SS: A year ago, they thought they knew better than we did. We didn't have a public cloud out in the market. We started off in a model that was essentially consulting; over time, we got a little more prescriptive. We put out a reference architecture. Some books. Now we're in this model where you can have any color you want as long as it's black — you can have the Rackspace cloud, or you can go somewhere else. We're hoping that there are more enterprises that want to be service providers than we originally thought — that are thinking, "Why am I doing this myself?"

Everybody that's out there will come build one for you. There are really smart consultants out there that will build you a spec cloud; others are putting tools and configuration management systems in there. Some people are selling converged infrastructure. What makes us truly different is that we run the stuff at scale and we'll actually operate it. No one else is willing to do that because it's hard. That's the reason our phone is ringing off the hook. They download ours and realize "Whoa, this thing just works."

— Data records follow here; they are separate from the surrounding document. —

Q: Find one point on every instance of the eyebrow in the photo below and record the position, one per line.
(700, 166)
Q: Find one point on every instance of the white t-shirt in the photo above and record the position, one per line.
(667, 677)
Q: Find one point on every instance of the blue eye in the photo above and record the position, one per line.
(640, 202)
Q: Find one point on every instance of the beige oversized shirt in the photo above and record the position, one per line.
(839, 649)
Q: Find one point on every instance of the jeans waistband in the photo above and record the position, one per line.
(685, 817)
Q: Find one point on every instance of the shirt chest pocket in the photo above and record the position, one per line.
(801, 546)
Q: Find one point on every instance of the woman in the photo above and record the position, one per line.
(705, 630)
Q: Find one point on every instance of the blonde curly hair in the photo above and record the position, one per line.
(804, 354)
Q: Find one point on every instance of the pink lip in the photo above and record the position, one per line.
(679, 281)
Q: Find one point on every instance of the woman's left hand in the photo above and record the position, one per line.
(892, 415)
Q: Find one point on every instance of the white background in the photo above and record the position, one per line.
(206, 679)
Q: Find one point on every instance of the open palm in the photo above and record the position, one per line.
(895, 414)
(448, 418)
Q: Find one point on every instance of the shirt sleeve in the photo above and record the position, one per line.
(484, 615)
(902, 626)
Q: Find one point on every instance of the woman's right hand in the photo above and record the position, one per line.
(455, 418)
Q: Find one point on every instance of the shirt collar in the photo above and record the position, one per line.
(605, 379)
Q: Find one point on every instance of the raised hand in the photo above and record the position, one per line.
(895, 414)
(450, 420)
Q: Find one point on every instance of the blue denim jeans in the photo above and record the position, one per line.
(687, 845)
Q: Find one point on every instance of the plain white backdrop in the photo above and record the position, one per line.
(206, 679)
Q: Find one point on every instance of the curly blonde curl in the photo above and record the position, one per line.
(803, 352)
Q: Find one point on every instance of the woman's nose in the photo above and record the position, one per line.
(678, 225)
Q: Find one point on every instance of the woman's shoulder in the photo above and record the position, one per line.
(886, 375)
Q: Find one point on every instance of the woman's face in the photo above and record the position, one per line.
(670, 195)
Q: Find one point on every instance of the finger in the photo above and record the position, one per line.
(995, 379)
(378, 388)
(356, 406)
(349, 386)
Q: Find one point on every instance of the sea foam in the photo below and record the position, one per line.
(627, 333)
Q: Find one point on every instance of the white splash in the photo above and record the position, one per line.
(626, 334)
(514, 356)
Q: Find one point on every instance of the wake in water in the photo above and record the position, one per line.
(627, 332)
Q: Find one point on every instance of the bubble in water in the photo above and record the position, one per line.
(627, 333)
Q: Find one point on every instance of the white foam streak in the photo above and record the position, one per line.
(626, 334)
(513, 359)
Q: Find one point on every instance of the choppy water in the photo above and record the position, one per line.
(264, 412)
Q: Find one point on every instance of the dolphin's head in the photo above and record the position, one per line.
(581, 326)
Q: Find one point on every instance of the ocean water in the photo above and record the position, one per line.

We feel we're really well-positioned. We're really excited about what this opportunity gives us. For the first time, we get access to the 90 percent of the world's servers that are in customer datacenters. We don't have to build, operate and staff a datacenter before we can start to sell fanatical support.

We think that this is a very big opportunity for us going forward. It's an entirely different business for Rackspace because it's in different datacenters that we're servicing, so there are lots of learnings there. It's an easy transition in terms of product, harder in terms of market perception.

ZD: Which explains why you're spending the rest of the year educating customers.

SS: The OpenCenter is the platform through which all of the future things are enabled. We're working very closely with our public cloud team to deliver network integration — a lot of the [software-defined networking] work in our public cloud will be brought to our private cloud. Every enterprise is asking about portability.

And then there's the [continuous improvement] model. The public cloud is sometimes updated multiple times a day. We're going to let our enterprise customers guide us in terms of how often they want updates. You'll see that become a dial that the customer can tweak in OpenCenter.